Firstly, they have to agree to whom the document is made available. This is, obviously, more important in the digital, making the identical reproduction of documents possible unlike in print media. However, the copyright owner has the exclusive right to publish the work. For a somewhat finer layering, users could be assigned rights such that specific people are allowed to view and maybe even to print a document, whereas others are not (cf. Section 2.8.4).
As the second important point, the author has to accept the method applied to ensure the long-term preservation of the digital object and what this entails for the work. A Conversion-strategy, for example, involves transferring the document into different formats, thereby corrupting its genuine form.
Recently, the World Intellectual Property Organization (WIPO)7 announced the adaption of the WIPO Copyright Treaty, bringing it in line with the digital age. With this revision the key treaty "opens new horizons for composers, artists, writers and others to use the Internet with confidence to create, distribute and control the use of their works within the digital environment." [WIP01] This ground-breaking settlement will enter into force on March 6th, 2002, with more than 30 countries participating.
Aside intellectual property rights, legal deposit laws must be adapted, which is underlined by the Directors of National Libraries [CDN96]. After all, it is one of the main responsibilities of national libraries to preserve comprehensive collections of the outputs of their nations for future generations. With more and more publications being "born digital", their scope has to be extended. It is a very urgent step to take taking into consideration that valuable cultural heritage vanishes rapidly.
Basically, the legal deposit of electronic publications can be divided in two main areas:
Deposit procedures for physical carriers containing the data to be preserved is essentially quite similar to those for print material. Similarly, digital documents that are actively deposited by the owners of the Copyright at the national legal deposit institution. In both cases ownership of the work is given to the institution and it can be negotiated how the (digital) object is further handled concerning access rights and the permission to apply a specific preservation strategy as discussed previously.

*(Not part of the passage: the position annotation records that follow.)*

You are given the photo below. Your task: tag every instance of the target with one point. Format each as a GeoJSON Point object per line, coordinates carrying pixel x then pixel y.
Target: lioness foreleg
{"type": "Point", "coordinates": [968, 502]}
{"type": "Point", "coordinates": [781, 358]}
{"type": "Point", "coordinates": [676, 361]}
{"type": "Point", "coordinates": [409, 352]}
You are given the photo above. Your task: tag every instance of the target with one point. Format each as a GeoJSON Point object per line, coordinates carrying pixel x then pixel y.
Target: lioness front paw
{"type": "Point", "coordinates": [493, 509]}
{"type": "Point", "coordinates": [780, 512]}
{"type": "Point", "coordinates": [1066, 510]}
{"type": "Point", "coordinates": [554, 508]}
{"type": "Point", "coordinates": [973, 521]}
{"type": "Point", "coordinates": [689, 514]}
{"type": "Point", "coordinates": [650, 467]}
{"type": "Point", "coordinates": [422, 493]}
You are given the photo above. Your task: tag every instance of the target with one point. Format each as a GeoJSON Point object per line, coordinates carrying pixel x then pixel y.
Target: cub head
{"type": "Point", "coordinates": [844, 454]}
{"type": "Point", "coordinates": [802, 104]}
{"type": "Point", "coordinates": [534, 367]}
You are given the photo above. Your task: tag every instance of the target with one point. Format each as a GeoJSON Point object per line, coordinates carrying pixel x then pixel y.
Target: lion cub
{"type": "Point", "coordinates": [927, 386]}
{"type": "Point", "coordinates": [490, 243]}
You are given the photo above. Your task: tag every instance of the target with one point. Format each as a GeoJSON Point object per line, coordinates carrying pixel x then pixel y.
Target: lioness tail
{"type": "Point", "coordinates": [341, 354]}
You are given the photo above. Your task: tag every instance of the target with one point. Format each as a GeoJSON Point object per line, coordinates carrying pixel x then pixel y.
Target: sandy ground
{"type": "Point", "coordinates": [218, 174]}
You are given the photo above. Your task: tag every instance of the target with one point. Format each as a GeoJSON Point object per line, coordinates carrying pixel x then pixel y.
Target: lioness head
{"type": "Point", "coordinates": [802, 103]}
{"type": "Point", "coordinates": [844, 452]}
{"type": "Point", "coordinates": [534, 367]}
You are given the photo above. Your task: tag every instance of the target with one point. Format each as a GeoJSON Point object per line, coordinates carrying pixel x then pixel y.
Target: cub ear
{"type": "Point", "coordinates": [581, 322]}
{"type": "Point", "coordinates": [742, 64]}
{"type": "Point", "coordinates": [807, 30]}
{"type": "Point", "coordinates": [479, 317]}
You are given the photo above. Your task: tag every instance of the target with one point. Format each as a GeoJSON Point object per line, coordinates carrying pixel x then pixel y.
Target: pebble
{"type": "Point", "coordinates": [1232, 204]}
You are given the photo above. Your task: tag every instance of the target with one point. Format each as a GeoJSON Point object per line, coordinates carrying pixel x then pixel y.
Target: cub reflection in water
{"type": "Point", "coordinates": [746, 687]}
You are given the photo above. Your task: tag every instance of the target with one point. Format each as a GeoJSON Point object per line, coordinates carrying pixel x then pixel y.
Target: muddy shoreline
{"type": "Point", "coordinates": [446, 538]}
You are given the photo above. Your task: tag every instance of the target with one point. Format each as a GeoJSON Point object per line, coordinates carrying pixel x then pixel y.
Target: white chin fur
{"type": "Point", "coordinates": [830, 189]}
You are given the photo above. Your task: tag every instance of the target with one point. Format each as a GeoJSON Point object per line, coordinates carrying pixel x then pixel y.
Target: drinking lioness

The case is different for on-line publications, since the owner is not necessarily contacted or known in the first place. Generally, it is considered no infringement of a Copyright, if publicly available material is collected and archived. However, it has become practice not to allow access to the material in the archive before it is several month old. Furthermore, when acquiring the data from open-access sources any indication not to collect the documents should be respected. Such an instruction can be given in the form of so-called "robot exclusion files". As it is done for off-line publications, access to certain collection items could be restricted. How limited the permissions are, however, should be defined by legislation. Also, it should be regulated whether the owner of the Copyright is offered the possibility to remove his or her work from the archive. After all, it could turn out to be not clear, who the actual holder of the intellectual property rights is.
A further problematic issue is raised when on-line material is collected. Pornographic material, hate literature, and otherwise offensive material are publicly available in the Internet. Much of this is, in fact, prohibited by national legislations. Yet, this issue is worth considering, after all these materials are part of society. Objectionable they may be, still, they are part of the multi-faceted cultural identity of a nation and, hence, should be preserved.
At this point of time, several countries have extended legal deposit regulations to off-line electronic publications. Among them are Canada, Denmark, Finland, France, Germany, Italy, Japan, Norway, and Austria. As far as on-line works are concerned, however, only few countries such as the Netherlands and Finland have included those in their legislation [CST01].
Another legal issue concerns the application of digital preservation strategies, which might involve infringing the Copyright law or demand the lawful control over proprietary technology. For instance, the method of Technology Preservation could require the interference with the original system environment for maintenance reasons. It could even be necessary to rebuild certain parts of the equipment to retain a running system. Even though Emulation preserves the authenticity of the collection item, it affects Copyright since the saving of proprietary software, hardware specifications, and documentation is required.
These topics, ranging from the adaption of the Copyright, the extension of legal deposit laws, to providing an appropriate legislative framework for the long-term preservation of digital documents - all those topics become increasingly prevalent at an international scale, as the UNESCO General Conference encourages member states "to eventually adapt national legislations and regulations for national deposit so as to ensure the preservation of and the permanent access to digitally produced materials." [UNE01]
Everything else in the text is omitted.